6.3.1 - 3 node cluster

This setup sets up one replica since we have enough nodes to be able to use replicas without affecting performance too much. For all three nodes the configuration should look like this:

numberOfReplicas=1
numberOfShards=5
monthlyIndex.numberOfReplicas=1
monthlyIndex.numberOfShards=5

6.4 Clustering on Amazon Web Service

One critical thing when setting up ElasticSearch clusters on EC2 is the value of network.host in <elasticsearch-install-dir>/config/elasticsearch.yml. The trick is to use the VPN/internal IP as network host (For instance, network.host: _eth0:ipv4_" - see https://www.elastic.co/guide/en/elasticsearch/reference/1.6/modules-network.html) to be sure to get the right IP if it’s dynamic and the public IP in the unicast discovery.

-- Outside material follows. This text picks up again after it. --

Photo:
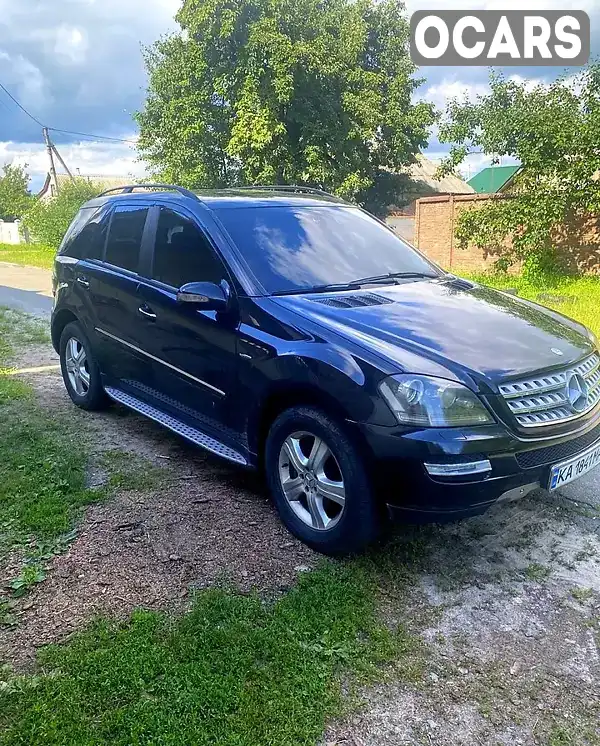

The default value "192.168.0.1" doesn’t work on AWS.

6.5 Validating the cluster installation

6.5.1 ElasticSearch cluster validation

First, make sure you check all the logs of all the ElasticSearch cluster nodes and that there are no errors, especially errors or warnings about node to node communication. If you see any messages about trouble finding master (see troubleshooting section below), there is probably a problem with the installation.

You can then check the status of the ElasticSearch cluster by accessing the following URL:

http://ES_NODE_IP_ADDRESS:9200/_cat/health?v

You should see a green status. If not, check your installation because something is not set up correctly.

6.5.2 Apache Unomi cluster validation

First, check the logs in the data/logs directory and make sure there are no errors. If you find any errors, you should check your setup and fix any problems before going any further.

You can then perform the following request to test the status of the Apache Unomi cluster:

https://UNOMI_NODE_IP_ADDRESS:9443/cxs/cluster

If you get a warning about the site certificate that is normal because by default Apache Unomi ships with a self-signed certificate (which you should replace with your own once going in production). You will be prompted for a user name and password (by default karaf/karaf which you should also change for any permanent installation). If everything went well, you should get back a JSON structure indicating the active nodes in the cluster. Make sure that everything looks right before continuing the cluster install.

6.6 Cluster troubleshooting

In Apache Unomi, you might want to look at the cluster command lines available in Apache Karaf. Depending on how you launched Karaf, you may either use them directly on the console, or through an SSH connection to the server. To connect through SSH simply do:

ssh –p 8102 karaf@unomi

The default password is "karaf". You should really change this upon installation by modifying the <cxs-install-dir>/etc/users.properties file. To get a list of available commands, simply type on the command line:

help

In order to monitor the state of your Unomi ElasticSearch Cluster, 2 URLs are quite useful: - Error! Hyperlink reference not valid. : This command retrieves the health of your ElasticSearch cluster (green is good). If you face communication issues between your cluster nodes, it will be orange or red. Make sure that all the nodes of your cluster are started in order to get a better idea of your cluster health. - Error! Hyperlink reference not valid. : This command gives you a detailed state of your Unomi node in the cluster.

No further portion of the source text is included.